BW2 DR Failure Crashes Spawnpoint

SoftwareDefinedBuildings / spawnpoint

Deployment of Distributed, Managed Containers via Bosswave

GNU General Public License v2.0

3 stars 2 forks source link

BW2 DR Failure Crashes Spawnpoint #22

Open jhkolb opened 7 years ago

jhkolb commented 7 years ago

When the Bosswave DR for its namespace fails, a spawnpoint daemon also fails.

We need to ensure that spawnd prints some informative warnings when this occurs, but continues operation.

jhkolb commented 7 years ago

After looking into this in more detail, there are deeper problems. If the DR fails, then reestablishing spawnd's active subscriptions would be very tricky.

jhkolb commented 7 years ago

I've tried to make spawnd more resilient to Bosswave failures now, which also involved some changes to bw2bind.

DR failures should be handled better. We still have the issue of the (usually local) agent failing as well, but some of this should be handled by restarting through systemd and spawnd's efforts to cleanly recover old state.

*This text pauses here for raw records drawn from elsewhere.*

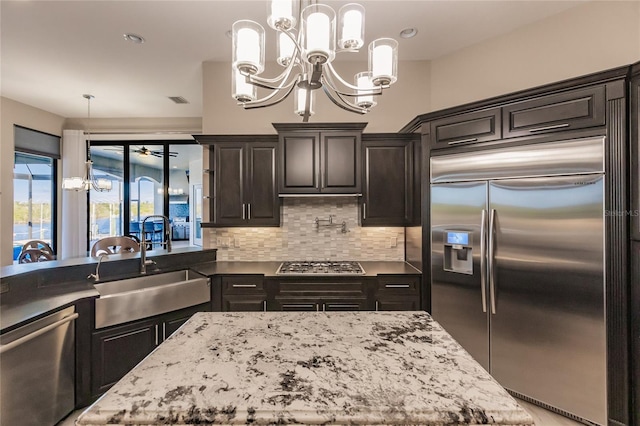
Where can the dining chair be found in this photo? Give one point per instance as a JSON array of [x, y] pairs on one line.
[[113, 245]]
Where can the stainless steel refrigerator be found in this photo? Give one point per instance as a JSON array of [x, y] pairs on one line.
[[517, 267]]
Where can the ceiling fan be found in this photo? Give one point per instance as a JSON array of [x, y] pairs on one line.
[[145, 152]]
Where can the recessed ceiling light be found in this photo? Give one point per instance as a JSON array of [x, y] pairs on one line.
[[408, 32], [134, 38]]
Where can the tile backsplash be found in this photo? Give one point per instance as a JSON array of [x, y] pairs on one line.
[[300, 238]]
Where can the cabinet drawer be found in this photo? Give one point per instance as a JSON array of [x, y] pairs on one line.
[[473, 127], [398, 284], [242, 284], [321, 287], [570, 110]]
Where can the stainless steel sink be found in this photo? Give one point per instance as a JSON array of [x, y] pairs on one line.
[[141, 297]]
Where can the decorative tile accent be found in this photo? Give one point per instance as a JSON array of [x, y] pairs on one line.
[[300, 238]]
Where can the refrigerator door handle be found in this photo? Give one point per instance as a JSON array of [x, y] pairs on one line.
[[492, 278], [483, 259]]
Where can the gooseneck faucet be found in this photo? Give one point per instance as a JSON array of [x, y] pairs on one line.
[[96, 275], [143, 242]]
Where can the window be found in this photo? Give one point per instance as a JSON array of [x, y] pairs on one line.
[[160, 179], [35, 168], [34, 192]]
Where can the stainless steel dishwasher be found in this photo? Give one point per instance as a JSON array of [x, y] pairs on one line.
[[37, 363]]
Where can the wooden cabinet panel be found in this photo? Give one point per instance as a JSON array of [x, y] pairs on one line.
[[467, 128], [117, 350], [242, 284], [245, 183], [320, 159], [244, 303], [300, 163], [340, 163], [388, 182], [263, 204], [229, 194], [398, 293], [634, 121], [570, 110]]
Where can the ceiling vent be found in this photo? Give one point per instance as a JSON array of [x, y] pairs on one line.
[[178, 99]]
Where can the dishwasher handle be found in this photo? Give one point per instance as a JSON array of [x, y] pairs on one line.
[[39, 332]]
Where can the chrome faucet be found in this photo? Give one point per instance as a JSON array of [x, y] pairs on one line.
[[143, 242], [96, 275]]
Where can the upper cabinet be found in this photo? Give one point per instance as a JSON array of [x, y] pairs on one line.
[[244, 178], [570, 110], [468, 128], [388, 171], [320, 158], [634, 121]]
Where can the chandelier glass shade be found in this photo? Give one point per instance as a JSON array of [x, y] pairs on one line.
[[306, 55], [88, 181]]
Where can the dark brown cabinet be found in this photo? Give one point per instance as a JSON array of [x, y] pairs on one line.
[[322, 294], [569, 110], [388, 171], [320, 158], [467, 128], [398, 293], [634, 122], [240, 293], [116, 350], [245, 183]]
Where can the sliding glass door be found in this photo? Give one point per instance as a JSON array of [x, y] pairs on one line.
[[161, 179]]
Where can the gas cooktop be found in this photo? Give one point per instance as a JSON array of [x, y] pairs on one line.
[[320, 267]]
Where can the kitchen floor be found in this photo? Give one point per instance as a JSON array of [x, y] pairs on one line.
[[541, 416]]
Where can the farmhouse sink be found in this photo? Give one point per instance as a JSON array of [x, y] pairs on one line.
[[145, 296]]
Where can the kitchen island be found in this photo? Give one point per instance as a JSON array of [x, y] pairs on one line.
[[308, 368]]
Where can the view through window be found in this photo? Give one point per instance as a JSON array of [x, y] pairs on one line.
[[33, 200], [145, 169]]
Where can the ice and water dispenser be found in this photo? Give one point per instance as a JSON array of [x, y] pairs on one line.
[[458, 253]]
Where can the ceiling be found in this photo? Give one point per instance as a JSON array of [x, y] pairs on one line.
[[52, 52]]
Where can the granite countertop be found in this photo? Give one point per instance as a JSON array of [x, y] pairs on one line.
[[310, 368], [268, 269]]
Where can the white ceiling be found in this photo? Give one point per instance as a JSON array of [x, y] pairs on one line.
[[52, 52]]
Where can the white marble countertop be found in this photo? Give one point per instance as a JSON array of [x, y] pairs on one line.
[[308, 368]]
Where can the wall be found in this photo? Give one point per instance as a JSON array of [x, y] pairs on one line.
[[12, 112], [298, 237], [593, 37], [406, 98]]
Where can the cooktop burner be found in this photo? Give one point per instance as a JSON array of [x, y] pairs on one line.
[[320, 267]]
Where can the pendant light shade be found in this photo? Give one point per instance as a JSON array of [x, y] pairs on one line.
[[351, 30], [319, 33], [383, 61], [248, 47]]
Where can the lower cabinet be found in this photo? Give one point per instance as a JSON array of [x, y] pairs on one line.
[[117, 349], [398, 293], [253, 293]]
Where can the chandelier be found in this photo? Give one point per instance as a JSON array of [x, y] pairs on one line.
[[310, 51], [87, 181]]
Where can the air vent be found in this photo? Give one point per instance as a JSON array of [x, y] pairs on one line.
[[178, 99]]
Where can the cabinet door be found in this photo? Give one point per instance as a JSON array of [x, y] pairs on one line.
[[344, 304], [244, 303], [340, 162], [468, 128], [117, 350], [398, 293], [388, 184], [263, 203], [229, 183], [575, 109], [300, 163]]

Let's see how spawnd behaves in some real deployments for a while before closing this.

immesys commented 7 years ago

You should also try testing netsplits. I find the best way is to use iptables to drop all packets to/from the DR ip. Its distinct from DR failure in that the software doesn't get the TCP RST so it can behave quite differently

jhkolb commented 7 years ago

Cool, thanks for the advice! Yeah, I'll add that to queue of stuff to do.